43. Au fil du temps, la structure interne du CIO s’est donc rigidifiée, perdant tout ancrage réel dans la base militante et transformant les congrès et les Comités Nationaux en simples exercices de validation des décisions de la direction plutôt qu’en véritables espaces de délibération collective. Les mécanismes démocratiques internes se sont verrouillés, supprimant toute possibilité de contestation et marginalisant systématiquement les opposants. Les désaccords politiques ne se réglaient plus par l’argumentation mais par l’isolement, la fatigue militante entraînant un turn-over important et des scissions destructrices. À chaque crise interne, la direction adoptait une posture autoritaire, cherchant à étouffer les critiques en caricaturant toute forme d’opposition. Les discussions stratégiques étaient restreintes aux cercles dirigeants, et la ligne politique imposée sans débat ouvert, instaurant un climat où toute remise en question était perçue comme une trahison au marxisme. Plutôt que d’engager une réflexion critique permettant d’ajuster ses orientations, le CIO privilégia  la répression interne, conduisant à l’isolement progressif de nombreux cadres historiques et renforçant son enfermement sectaire.

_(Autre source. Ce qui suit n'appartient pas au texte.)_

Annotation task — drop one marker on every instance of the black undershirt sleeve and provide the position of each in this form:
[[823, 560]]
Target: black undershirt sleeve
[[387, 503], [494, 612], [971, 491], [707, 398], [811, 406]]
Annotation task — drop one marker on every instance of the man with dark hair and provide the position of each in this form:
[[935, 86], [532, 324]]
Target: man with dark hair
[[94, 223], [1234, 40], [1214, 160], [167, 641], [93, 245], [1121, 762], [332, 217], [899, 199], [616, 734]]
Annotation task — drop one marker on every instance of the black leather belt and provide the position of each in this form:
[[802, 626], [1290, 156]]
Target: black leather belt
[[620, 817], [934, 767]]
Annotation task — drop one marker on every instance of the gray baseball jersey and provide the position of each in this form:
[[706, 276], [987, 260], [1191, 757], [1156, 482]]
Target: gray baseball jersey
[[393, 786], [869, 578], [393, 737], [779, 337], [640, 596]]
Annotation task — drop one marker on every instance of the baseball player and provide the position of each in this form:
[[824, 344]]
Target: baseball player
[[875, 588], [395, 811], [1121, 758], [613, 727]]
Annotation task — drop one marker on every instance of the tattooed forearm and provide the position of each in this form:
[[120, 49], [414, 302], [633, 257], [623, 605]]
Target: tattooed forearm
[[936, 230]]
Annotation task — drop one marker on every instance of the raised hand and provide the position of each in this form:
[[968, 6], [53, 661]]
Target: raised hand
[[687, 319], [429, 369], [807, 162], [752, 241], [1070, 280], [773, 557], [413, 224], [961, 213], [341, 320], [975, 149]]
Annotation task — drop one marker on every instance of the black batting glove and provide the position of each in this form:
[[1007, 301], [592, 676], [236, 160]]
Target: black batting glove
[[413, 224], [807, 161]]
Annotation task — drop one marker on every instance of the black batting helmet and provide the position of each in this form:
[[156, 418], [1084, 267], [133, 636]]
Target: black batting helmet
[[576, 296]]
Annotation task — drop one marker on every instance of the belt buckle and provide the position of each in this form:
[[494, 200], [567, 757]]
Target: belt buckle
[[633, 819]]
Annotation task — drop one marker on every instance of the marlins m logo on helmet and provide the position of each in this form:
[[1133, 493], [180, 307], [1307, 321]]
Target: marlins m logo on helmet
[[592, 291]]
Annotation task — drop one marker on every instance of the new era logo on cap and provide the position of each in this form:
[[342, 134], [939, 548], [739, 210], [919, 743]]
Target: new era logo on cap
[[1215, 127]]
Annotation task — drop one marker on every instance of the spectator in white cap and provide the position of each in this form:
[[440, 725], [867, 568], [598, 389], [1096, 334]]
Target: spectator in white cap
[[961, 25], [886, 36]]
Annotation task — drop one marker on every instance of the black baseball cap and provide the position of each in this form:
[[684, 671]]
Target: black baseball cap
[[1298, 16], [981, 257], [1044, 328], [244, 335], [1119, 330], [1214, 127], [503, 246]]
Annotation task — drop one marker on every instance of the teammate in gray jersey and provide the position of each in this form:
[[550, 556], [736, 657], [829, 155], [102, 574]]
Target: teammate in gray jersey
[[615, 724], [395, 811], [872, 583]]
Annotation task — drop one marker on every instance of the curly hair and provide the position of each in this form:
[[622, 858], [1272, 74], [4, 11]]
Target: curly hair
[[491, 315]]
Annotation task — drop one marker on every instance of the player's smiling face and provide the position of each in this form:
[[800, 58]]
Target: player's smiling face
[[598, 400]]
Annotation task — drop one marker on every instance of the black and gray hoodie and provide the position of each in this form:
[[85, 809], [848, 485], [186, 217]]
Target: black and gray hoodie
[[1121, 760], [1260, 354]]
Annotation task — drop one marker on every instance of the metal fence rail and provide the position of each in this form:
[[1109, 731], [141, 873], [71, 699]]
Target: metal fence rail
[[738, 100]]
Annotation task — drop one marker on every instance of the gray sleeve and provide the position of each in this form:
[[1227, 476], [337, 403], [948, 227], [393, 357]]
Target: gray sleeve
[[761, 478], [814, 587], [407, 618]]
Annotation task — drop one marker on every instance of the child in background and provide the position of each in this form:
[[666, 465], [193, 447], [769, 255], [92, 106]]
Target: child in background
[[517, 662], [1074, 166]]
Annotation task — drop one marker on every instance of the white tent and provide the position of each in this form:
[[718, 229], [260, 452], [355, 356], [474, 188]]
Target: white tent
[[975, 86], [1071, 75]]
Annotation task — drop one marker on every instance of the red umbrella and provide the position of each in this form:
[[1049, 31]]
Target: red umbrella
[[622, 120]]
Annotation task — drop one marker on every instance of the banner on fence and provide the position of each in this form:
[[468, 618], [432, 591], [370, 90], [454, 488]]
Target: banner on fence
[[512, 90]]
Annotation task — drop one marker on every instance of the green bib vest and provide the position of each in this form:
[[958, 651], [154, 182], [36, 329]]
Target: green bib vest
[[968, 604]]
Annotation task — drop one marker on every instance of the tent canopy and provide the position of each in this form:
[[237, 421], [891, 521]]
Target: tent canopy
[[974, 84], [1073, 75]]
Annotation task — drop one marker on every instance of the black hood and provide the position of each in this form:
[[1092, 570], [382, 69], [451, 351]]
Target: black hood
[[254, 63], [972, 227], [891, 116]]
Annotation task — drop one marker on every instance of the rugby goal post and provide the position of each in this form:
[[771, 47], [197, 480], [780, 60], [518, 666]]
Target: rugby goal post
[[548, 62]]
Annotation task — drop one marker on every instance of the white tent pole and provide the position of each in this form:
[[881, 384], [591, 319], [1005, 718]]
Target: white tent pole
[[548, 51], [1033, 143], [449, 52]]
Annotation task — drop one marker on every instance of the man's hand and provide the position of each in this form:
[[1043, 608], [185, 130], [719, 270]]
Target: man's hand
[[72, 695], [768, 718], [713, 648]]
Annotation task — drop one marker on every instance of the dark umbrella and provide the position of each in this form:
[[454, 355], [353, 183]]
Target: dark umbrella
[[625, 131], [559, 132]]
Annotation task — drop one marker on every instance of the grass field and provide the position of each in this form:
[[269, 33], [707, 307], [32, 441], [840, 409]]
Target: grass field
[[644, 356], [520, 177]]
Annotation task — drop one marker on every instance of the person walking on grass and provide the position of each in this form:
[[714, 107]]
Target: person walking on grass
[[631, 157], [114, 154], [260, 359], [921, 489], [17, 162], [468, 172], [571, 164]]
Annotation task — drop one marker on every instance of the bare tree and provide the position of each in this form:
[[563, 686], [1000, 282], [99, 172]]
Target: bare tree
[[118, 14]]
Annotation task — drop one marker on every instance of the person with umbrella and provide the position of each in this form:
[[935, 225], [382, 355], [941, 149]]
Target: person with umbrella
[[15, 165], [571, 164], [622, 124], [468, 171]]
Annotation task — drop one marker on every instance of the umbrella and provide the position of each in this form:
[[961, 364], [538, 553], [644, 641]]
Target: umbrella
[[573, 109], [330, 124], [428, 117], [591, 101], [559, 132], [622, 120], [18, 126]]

Le CIO face à ses propres oppressions

44. L’adaptation aux institutions réformistes et aux bureaucraties syndicales a également conduit à l’absorption des rapports de pouvoir patriarcaux présents dans ces structures, empêchant ainsi le développement d’une lutte cohérente et sérieuse contre le sexisme et les oppressions queers au sein du parti. À l’instar de The Militant dans les années 1980, qui s’opposait à l’autonomie des groupes opprimés au sein du Parti travailliste britannique (notamment la section noire), le CIO a historiquement minimisé la nécessité d’une organisation indépendante des femmes et des minorités LGBTQ+ au sein du mouvement ouvrier. 10

45. Plutôt que de combattre activement les dynamiques oppressives présentes dans le mouvement ouvrier et dans nos propres rangs, le CIO a souvent adopté une vision économiciste considérant que la lutte contre l’exploitation capitaliste serait suffisante pour abolir les oppressions spécifiques 11. Cette approche, avant l’évolution tardive de ROSA, s’est traduite par une minimisation systématique des revendications féministes et LGBTQI+ en les reléguant à des luttes secondaires par rapport aux "priorités de la lutte des classes". Cette minimisation des oppressions systémiques a eu des effets concrets: les camarades les plus touchées par ces oppressions ont souvent été marginalisées dans l’organisation, tandis que les structures dirigeantes restaient largement composées de cadres issus des secteurs les plus intégrés du mouvement ouvrier. 

46. Ce biais économiciste a aussi eu des conséquences internes graves. Il a favorisé une tolérance implicite vis-à-vis des comportements sexistes et LGBTQIphobes au sein du parti, allant de la banalisation des agressions verbales et physiques jusqu’à la protection de certains cadres accusés de comportements abusifs. Plutôt que de remettre en cause ces dynamiques et de sanctionner les comportements oppressifs, la direction du parti a souvent préféré maintenir un statu quo qui reproduisait les oppressions présentes dans le reste de la société.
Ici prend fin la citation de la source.